I feed mine Flock Raiser, 20%, and add oyster shells and grit, and I have six very healthy birds who are now 9 months old. I like it for its quality, protein content, they eat less because of its quality and I like the idea that the girls can regulate their own calcium need as nature dictates.
I would go with Flock Raiser but do not put calcium additive like oyster shells or egg shell out until they lay their first egg or they are around 20 weeks old. Their kidneys may not be able to handle the calcium. You can feed Flock Raiser for the rest of their lives. They will regulate how much they eat based upon their needs.
If it were me, I'd go with the Flock Raiser. If there were to be any signs of coccidisiosis then I'd switch them over to the starter (they have medicated and unmedicated sunfresh variety's I believe). At 8 weeks though if they have been allowed outside to play in the 'dirt', they should have built up their resistance to cocci by this point.
I read somewhere that the Purina Start and Grow is good for that, starting and growing of chicks until egg laying age. Now I also read that the Flock Raiser is good for heavier breeds, after starting them on the Stareter feed...after they get to 8 weeks...so 8 weeks -20 or so I suppose. I suggest going to the Purina Website itself to double check that! ; )

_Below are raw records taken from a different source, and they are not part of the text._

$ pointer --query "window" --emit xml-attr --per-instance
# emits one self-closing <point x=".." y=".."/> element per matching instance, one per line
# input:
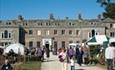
<point x="70" y="32"/>
<point x="55" y="44"/>
<point x="112" y="34"/>
<point x="93" y="33"/>
<point x="9" y="35"/>
<point x="2" y="35"/>
<point x="6" y="34"/>
<point x="39" y="32"/>
<point x="77" y="32"/>
<point x="55" y="32"/>
<point x="63" y="32"/>
<point x="70" y="41"/>
<point x="89" y="34"/>
<point x="63" y="44"/>
<point x="38" y="43"/>
<point x="30" y="32"/>
<point x="47" y="32"/>
<point x="111" y="25"/>
<point x="47" y="23"/>
<point x="30" y="44"/>
<point x="77" y="41"/>
<point x="70" y="24"/>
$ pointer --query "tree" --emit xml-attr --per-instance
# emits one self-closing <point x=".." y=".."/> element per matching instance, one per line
<point x="109" y="8"/>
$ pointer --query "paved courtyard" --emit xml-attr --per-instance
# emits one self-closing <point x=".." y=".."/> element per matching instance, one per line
<point x="54" y="64"/>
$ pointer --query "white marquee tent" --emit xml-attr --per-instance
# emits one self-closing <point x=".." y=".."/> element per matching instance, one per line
<point x="17" y="48"/>
<point x="98" y="40"/>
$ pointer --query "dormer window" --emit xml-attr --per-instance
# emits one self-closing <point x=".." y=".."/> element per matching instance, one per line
<point x="111" y="25"/>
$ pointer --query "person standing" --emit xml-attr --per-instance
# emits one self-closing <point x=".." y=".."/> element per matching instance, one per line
<point x="80" y="56"/>
<point x="86" y="55"/>
<point x="62" y="58"/>
<point x="72" y="63"/>
<point x="7" y="66"/>
<point x="110" y="55"/>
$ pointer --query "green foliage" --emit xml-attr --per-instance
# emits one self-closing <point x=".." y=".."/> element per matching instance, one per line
<point x="31" y="66"/>
<point x="109" y="11"/>
<point x="109" y="8"/>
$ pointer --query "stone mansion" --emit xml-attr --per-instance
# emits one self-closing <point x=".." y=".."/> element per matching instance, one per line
<point x="55" y="32"/>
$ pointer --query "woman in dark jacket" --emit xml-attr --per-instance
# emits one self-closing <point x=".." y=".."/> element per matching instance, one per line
<point x="6" y="66"/>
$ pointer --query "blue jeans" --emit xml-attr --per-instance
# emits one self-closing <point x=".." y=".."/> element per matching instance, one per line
<point x="109" y="64"/>
<point x="72" y="67"/>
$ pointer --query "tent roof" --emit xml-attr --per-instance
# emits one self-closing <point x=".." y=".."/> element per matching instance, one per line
<point x="17" y="48"/>
<point x="98" y="40"/>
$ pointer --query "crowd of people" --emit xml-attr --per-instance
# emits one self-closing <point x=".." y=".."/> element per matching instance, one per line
<point x="81" y="55"/>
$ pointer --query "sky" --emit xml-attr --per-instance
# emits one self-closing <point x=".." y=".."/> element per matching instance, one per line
<point x="40" y="9"/>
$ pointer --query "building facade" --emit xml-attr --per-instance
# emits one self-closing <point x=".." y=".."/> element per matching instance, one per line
<point x="54" y="32"/>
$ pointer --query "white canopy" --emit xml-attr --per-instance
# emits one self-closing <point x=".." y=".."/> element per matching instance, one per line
<point x="97" y="40"/>
<point x="2" y="47"/>
<point x="112" y="40"/>
<point x="17" y="48"/>
<point x="73" y="44"/>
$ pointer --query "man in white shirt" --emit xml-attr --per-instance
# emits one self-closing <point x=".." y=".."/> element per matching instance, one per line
<point x="110" y="55"/>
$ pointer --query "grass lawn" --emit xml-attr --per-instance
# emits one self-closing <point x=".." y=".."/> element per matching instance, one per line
<point x="31" y="66"/>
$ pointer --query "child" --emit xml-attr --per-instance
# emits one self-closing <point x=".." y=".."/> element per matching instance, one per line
<point x="72" y="63"/>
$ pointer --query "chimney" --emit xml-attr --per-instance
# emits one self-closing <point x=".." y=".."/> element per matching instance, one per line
<point x="20" y="18"/>
<point x="79" y="16"/>
<point x="51" y="16"/>
<point x="99" y="17"/>
<point x="66" y="18"/>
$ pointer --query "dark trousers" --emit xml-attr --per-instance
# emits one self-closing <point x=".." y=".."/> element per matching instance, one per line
<point x="109" y="64"/>
<point x="72" y="67"/>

15-16% grower/finisher feed is appropriate. However, I prefer to give a higher protein feed like the 20%, and supplement with greens like grass clippings, clover, chickweed, lettuces, cabbage, etc. That way the youngsters earn to eat greens, but without getting their average protein reduced to lower than recommended levels.
I prefer for them to learn to eat greens early. It makes them better foragers. At laying age the better foragers and greens-eaters will give you darker, more nutritious egg yolks.